Settlement · Broward/Palm Beach County Circuit Court, FL · 2003

Won by Colson Hicks Eidson.

Colson Hicks Eidson served as co-counsel to a class of Jewish families and helped reach a roughly $100 million settlement with Service Corporation International after workers at two South Florida Menorah Gardens cemeteries buried people in the wrong graves and discarded scattered remains.

What happened

In 2001, families of people buried at two Menorah Gardens Jewish cemeteries, one in Broward County near Fort Lauderdale and one in Palm Beach County near West Palm Beach, sued Service Corporation International and its Florida funeral subsidiary. SCI was the largest funeral and cemetery company in the world. The civil suit and parallel state investigations alleged that workers had buried people in the wrong plots, broke open concrete vaults to force in additional burials, oversold grave space, and in some instances removed scattered bones from broken vaults and left them in a maintenance yard or in the woods.

The conduct cut against Jewish burial custom, which treats the grave as permanent and the body as something to be left undisturbed. Thousands of families were left unable to be certain that their relatives still rested where they had been laid. One of the individual cases was brought for the family of Air Force Col. Hymen Cohen of Lake Worth, whose remains were dug up and discarded at the Palm Beach County cemetery.
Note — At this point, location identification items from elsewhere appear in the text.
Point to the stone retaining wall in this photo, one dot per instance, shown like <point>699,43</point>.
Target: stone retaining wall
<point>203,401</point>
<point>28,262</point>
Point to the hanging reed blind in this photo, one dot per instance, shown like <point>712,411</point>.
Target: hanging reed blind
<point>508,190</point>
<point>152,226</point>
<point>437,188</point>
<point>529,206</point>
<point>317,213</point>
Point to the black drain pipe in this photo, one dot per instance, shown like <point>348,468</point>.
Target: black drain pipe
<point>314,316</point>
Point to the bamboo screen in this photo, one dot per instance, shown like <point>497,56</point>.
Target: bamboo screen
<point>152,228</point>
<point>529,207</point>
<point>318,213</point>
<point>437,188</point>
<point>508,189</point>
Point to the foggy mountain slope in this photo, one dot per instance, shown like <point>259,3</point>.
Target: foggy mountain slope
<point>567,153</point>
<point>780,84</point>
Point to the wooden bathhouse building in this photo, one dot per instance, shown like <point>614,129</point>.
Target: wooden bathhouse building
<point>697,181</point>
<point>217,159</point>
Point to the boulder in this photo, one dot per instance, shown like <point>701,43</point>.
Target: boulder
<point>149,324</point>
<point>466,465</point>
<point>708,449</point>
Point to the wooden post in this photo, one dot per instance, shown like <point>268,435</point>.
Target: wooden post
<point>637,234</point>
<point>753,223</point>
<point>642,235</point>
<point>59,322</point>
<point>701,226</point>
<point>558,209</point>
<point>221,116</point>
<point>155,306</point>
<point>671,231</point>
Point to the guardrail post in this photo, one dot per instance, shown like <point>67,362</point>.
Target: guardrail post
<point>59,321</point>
Colson Hicks Eidson joined the plaintiffs' team as co-counsel to the class. Partner Julie Braman Kane managed direct contact with the affected families, who numbered in the thousands across the certified class. The civil litigation moved alongside a criminal case. SCI and its Florida subsidiary were each charged with two third-degree felonies for negligent and incompetent operation of the cemeteries, and a company vice president faced the same charges. Separately, Florida's Attorney General settled a state civil suit for up to $14 million in fines and restitution.

The class action never reached a class trial. On December 2, 2003, after a day of negotiations and with an individual trial about to begin, SCI announced an agreement in principle to pay approximately $100 million to resolve the class action and the related individual lawsuits in Broward County. One Palm Beach County case, Sol Guralnick v. SCI Funeral Services of Florida, was carved out of the deal and left to proceed on its own.

Judge J. Leonard Fleet, who presided over the class action in Broward Circuit Court, reviewed and approved the settlement terms. SCI recorded the cost on its books, recognizing about $77 million in additional litigation expense in the fourth quarter of 2003 on top of roughly $23 million it had already reserved.

Sources

This account is drawn from contemporaneous public reporting and the court record.